Can Proportional Representation Lead to Better Governance?

Policy Paper
May 8, 2024

This paper was originally published by Protect Democracy on May 2, 2024.

The American two-party system is not working in today’s highly polarized society and has resulted in a crisis of governance. Gridlock often paralyzes the policymaking process and when Congress does legislate, it tends to produce policies misaligned with public opinion. Politicians who don’t do a good job in office get reelected because partisan polarization makes the alternative candidate from the other party an even worse prospect. An unresponsive and unaccountable government has contributed to the erosion in the legitimacy of government, making American democracy unstable and vulnerable to authoritarianism.

Electing members of the House of Representatives with a proportional electoral system that facilitates the emergence of a multiparty democracy would address these governance challenges and represent an improvement over the country’s winner-take-all system. This proposal, however, is often met with apprehension that a multiparty democracy would be too chaotic and that it would make it harder to hold politicians accountable.
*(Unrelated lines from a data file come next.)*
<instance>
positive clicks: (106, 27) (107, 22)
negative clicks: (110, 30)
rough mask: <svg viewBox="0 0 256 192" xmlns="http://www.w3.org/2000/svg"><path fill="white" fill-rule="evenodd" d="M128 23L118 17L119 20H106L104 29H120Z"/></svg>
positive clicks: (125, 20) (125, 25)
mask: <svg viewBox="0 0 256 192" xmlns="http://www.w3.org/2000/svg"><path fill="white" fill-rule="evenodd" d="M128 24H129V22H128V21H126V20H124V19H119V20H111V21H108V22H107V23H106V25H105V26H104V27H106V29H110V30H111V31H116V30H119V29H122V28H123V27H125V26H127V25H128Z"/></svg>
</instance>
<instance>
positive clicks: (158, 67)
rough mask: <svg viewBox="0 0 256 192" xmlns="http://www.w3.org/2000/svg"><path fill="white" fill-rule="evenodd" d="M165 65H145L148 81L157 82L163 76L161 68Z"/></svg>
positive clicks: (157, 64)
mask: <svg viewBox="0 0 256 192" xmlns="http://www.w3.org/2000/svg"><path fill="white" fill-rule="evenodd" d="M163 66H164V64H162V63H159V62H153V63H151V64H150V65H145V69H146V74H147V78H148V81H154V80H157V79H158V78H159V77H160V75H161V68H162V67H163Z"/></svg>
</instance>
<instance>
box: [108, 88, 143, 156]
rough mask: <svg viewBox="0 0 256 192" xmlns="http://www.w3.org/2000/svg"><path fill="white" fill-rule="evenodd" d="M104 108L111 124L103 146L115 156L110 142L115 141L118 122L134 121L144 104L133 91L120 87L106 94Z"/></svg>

In an extensive review of the research on how electoral systems affect governance outcomes, John Carey, professor of government at Dartmouth College, and Oscar Pocasangre, senior data analyst at New America, explain that the choice of electoral reform is not a binary one between the two-party system that a winner-take-all system encourages in the United States and a system with an excessive number of parties, like in the Netherlands or Israel. Electoral systems can be designed in a way that strikes the right balance between too few and too many parties.

Focusing on three dimensions of governance—responsiveness, electoral accountability, and stability—the review finds that:

  • Proportional systems are better at promoting consensus—especially in polarized societies—and achieving public policies that better reflect what majorities of citizens want;
  • In polarized societies, some forms of proportional systems represent improvements over winner-take-all elections when it comes to holding politicians accountable at the ballot box by giving voters more choices within and across parties; and
  • Proportional systems that maintain the number of parties at a moderate level can reduce the risk of political instability currently posed by the winner-take-all system in the United States.

Achieving a multiparty democracy with proportional representation does not require constitutional changes, so it is a feasible and urgent reform that would enhance governance in the United States.